Git yer buckit, we’re bailin’

There were multiple announcements today of home mortgage bailouts in
the US – from
Citibank to its customers,
as well as US Federal bailout plans via
Freddie Mac and Fannie Mae.

The Citibank plan offers the possibility of reviewing the principal of
the loan as one possible parameter to adjust in aiming to bring the
mortgage payments of a principal residence under 40% of monthly
income.  Wait a minute — isn’t that retroactively changing the
price of the house you bought?  How is that fair to the
neighbours?    Or to those who purchased more modest
homes?  Well, the answers there are:

1/ it isn’t fair, nobody ever said it
would be; and
2/ it’s Citibank’s money — they aren’t obliged to be fair, and they
are “simply” acting to do what they believe will yield the best return
on their investments.  A defaulted mortgage is not good for
anyone’s business.

As a flipside of the fairness coin — those who are not concerned about
whether or not it is “fair” are concerned with whether or not the
availability of bailouts for some will cause an escalated demand from
those who have been struggling but surviving:  why should they
try, if they can get a bailout?

Also, it’s not entirely clear that banks will simply slash the value of
the principal.  Other
banks are apparently considering
different things:

“[…s]omething called principal
forbearance. There, the bank carves off a chunk of the money you owe
and puts it aside. You continue making payments, now lowered, on the
rest of the loan. When you sell or refinance later, however, the bank
adds that chunk back onto the total amount you must repay. By then, it
is hoped, the value of the home has rebounded or you’ve built up enough
equity to make the bank whole.”

The federal plans are already coming under criticism because they will not adjust principal.  Well, this is taxpayer money — why should I pay my taxes to bail out someone who bought a house that I would only dream of (and, unlike them,  had the good sense to realize I could not afford?)  But, “experts” are concerned that people will walk away from mortgaged homes if their mortgaged value is greater than the current value of the home.     In other countries, people doing that would be crushed by the inevitable ensuing personal bankruptcy; in the US, that’s not currently a very difficult reputation to shed.

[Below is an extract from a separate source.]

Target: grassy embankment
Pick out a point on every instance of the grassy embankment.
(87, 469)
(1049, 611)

The math here is really not simple, as the pros and cons have to be
weighed to consider

1/ The current situation was caused,
in a large part, by people making bad, overreaching choices in an
atmosphere that was devoid of expectation of (negative) consequences

Being able to walk away from some or all of a mortgage does nothing to
address that.

2/ The current situation goes well
beyond the mortgage market.
  We haven’t even begun to see
the extent of the credit crisis, but we need to be aware that it is not
limited to the US (there are global collapses).  

3/ The “righting” of markets is
taking down giants
  — such as DHL and General
Motors.  If and as these types of companies fail, the
repercussions reach far and wide.  The American
auto industry has a broad reach:

“[…] directly employs about 355,000
American workers, and it says that, through related industries that are
dependent on auto manufacturing and sales, it supports about another
4.5 million jobs.”

The impact of not propping up mortgages,  GM, etc, even if it
means bad decisions get rewarded, may be far too great to ignore. 
So, the questions are — is it possible to bail out “enough”, and how
do we ever get to a situation of adequate responsibility for individual
choices so that we can stop the madness of the spiral of bad decisions
that got us here?

Have we even begun to see the bottom of this hole?